牛肉を加熱すると表面がこげ茶色に変化する。これを褐変化と呼ぶ。この褐変化には大きく2種類がある。
・カラメル化反応
糖類が加熱されることによって褐色化物質を生み出す反応。アミノカルボニル反応と違い、糖類のみが褐変化する現象。
・アミノカルボニル反応(メイラード反応)
糖類がアミノ酸やタンパク質と一緒に反応して褐色化物質を生み出す現象。
この2種類の反応、特にアミノカルボニル反応は味や香りに大きく影響するため様々な料理科学系の書籍でも紹介されている。牛肉と砂糖や醤油から作られたタレによって生み出される焼肉の香ばしい風味は、アミノカルボニル反応の代表例だ。
肉の表面にしっかり焼き色が付くことを「肉の表面を焼き固める」と表現していると解釈して間違いないと思われるが、では焼き色は肉の表面を何度に熱すると付くのだろうか。すなわち、加熱による牛肉の褐変化は何度で起こるか。今回はこれを実験してみた。
今回もおなじみの「日山」でヒレ肉を200g購入。
ちなみに個体識別番号は「0840680745」。秋田県生まれ、岩手県育ちのメス牛だ。

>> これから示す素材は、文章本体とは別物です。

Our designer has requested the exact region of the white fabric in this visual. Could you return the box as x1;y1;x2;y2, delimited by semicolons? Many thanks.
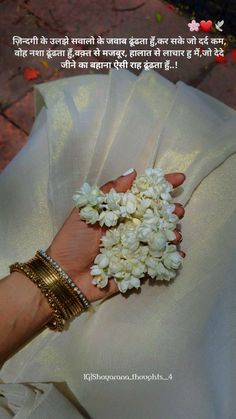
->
0;383;83;418
0;69;236;418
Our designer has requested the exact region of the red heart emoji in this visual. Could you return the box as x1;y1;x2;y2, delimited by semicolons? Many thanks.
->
215;55;227;64
232;49;236;61
200;20;213;32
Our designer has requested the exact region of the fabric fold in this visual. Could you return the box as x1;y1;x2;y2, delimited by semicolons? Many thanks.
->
35;74;110;232
97;70;176;185
86;69;137;184
154;81;236;205
0;383;84;419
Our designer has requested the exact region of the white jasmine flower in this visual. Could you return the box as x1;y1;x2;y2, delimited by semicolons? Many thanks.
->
124;258;144;277
116;275;141;293
137;224;154;242
136;245;149;261
91;273;109;288
99;210;119;227
106;188;122;211
131;217;142;227
107;254;124;275
140;198;152;210
141;186;157;199
146;256;160;278
163;248;183;270
94;253;110;269
158;218;177;231
145;167;164;178
160;192;172;201
79;206;99;224
131;261;146;277
165;213;179;225
121;245;143;262
165;229;177;241
121;245;146;262
120;192;137;216
121;230;139;251
148;248;163;258
148;231;167;251
73;183;104;207
130;275;140;289
116;279;130;293
133;198;152;217
146;258;173;280
133;175;152;192
73;182;91;207
73;193;88;208
143;208;160;227
162;203;175;215
91;265;109;288
129;276;141;289
114;270;127;279
101;229;120;248
155;208;178;231
147;266;158;278
88;185;104;206
155;262;176;280
91;265;103;276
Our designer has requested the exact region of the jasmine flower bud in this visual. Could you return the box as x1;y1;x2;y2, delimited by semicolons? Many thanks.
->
79;206;99;224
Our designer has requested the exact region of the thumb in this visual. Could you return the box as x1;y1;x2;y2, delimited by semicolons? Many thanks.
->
100;168;137;193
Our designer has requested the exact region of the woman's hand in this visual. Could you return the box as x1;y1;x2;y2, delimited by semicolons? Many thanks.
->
47;170;186;303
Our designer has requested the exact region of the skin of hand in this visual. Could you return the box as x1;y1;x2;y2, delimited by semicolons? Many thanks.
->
47;170;186;303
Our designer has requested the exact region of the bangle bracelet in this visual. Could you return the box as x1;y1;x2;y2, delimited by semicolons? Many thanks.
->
37;250;90;309
10;262;65;331
9;250;90;332
27;257;81;319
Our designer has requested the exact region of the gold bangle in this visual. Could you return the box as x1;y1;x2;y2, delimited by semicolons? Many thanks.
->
26;258;71;320
35;254;84;316
9;251;89;331
31;254;85;317
10;262;65;331
36;250;90;310
27;257;79;319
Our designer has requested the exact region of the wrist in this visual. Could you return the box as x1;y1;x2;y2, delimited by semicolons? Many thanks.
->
10;271;54;324
0;271;54;364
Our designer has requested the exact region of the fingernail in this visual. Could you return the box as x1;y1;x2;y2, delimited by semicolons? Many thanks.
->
179;173;186;181
179;207;185;219
122;168;134;176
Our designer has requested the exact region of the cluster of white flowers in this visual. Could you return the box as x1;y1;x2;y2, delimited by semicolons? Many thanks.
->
73;168;183;293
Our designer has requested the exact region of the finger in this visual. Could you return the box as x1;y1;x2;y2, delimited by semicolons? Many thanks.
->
173;203;185;219
165;172;186;188
97;278;119;299
100;168;137;194
75;272;119;303
171;229;182;245
90;277;119;302
179;250;186;258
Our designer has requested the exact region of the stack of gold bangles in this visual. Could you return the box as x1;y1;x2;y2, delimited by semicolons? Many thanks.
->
10;250;90;331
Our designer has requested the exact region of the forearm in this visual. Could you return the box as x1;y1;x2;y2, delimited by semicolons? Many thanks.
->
0;271;53;365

このヒレ肉を三分割し、それぞれをIHホットプレートで焼き温度を変えながら反応を観察した。ちなみに今回は純粋な肉の反応を見たかったので、脂をひいたり、塩コショウなどで下味をつけることはしなかった。
①焼き温度90℃
30秒経過
3分経過
5分経過
10分経過
20分経過
かすかに肉の焼ける音が聞こえるが、20分経過しても肉の表面が褐変化していない。加熱によって表面のタンパク質の保水性が失われ肉汁が染み出てくる。この肉汁に含まれる糖類とアミノ酸やタンパク質が褐変化するのがアミノカルボニル反応だが、90℃では反応が起こらないようだ。
②焼き温度140℃
30秒経過
1分経過
2分経過
3分経過
30秒経過くらいから “ジュッ”という焼ける音が聞こえ、1分経過で焼き色が付き始め、その後時間経過とともにゆっくり焼き色が付いていった。残念ながら我が家のホットプレートでは90℃と140℃の間の温度設定が出来ないため100℃や120℃といった温度では確認できないが、ピーター・バラム著「料理のわざを科学する」によると、アミノカルボニル反応は140℃以上で進むとあるため、おそらく140℃が肉の焼き色が付く境目なのだろうと推察する。私が好きな焼き色の付き方はこの温度だ。
③焼き温度200℃
30秒経過
1分経過
1分30秒経過
2分経過
この温度では肉を置いた瞬間から“ジュッ”という焼ける音が聞こえ、すぐに肉汁が肉と鉄板の間から溢れ、沸騰していく。1分30秒もするとすっかり美味しそうな焼き色が付き、2分も経つとそろそろ焦げの状態に近くなった。個人的にはこの位の厚さの、しかもヒレ肉で、芯温が上がる前にここまで表面に焼き色を付けてしまうのは好みではない。
恐らく140~150℃くらいが肉の表面に焼き色が付く境目だと思われる。ゆっくり低温で焼いて、最後に焼き色を付けるのか、最初に高温で焼き色を付け、あとから内部に熱を入れていくか。牛肉の部位によって、あるいは自分の焼き方のイメージによっていろいろ試してみると面白いと思う。因みに柴田書店「プロのための牛肉&豚肉料理百科-部位別使い分け・肉の知識」によると、北島亭の北島シェフは前者がお好みのようだ。
それから3つの肉とも実験後は芯温55℃を目安に焼き上げ、重量変化を計測してみたが特に有意差は見られなかった。焼き上げた肉を食べるのに忙しく、重量変化の写真を取り損ねたため、表面の焼き色と重量変化に関する実験は後日改めて行う予定だ。
また肉汁を損失するか否かは、表面の焼き方よりも芯温の影響が高いと思われるため、芯温の違いによる重量変化について、次回実験したいと思う。
それにしても、普通に肉を焼いて食べたい。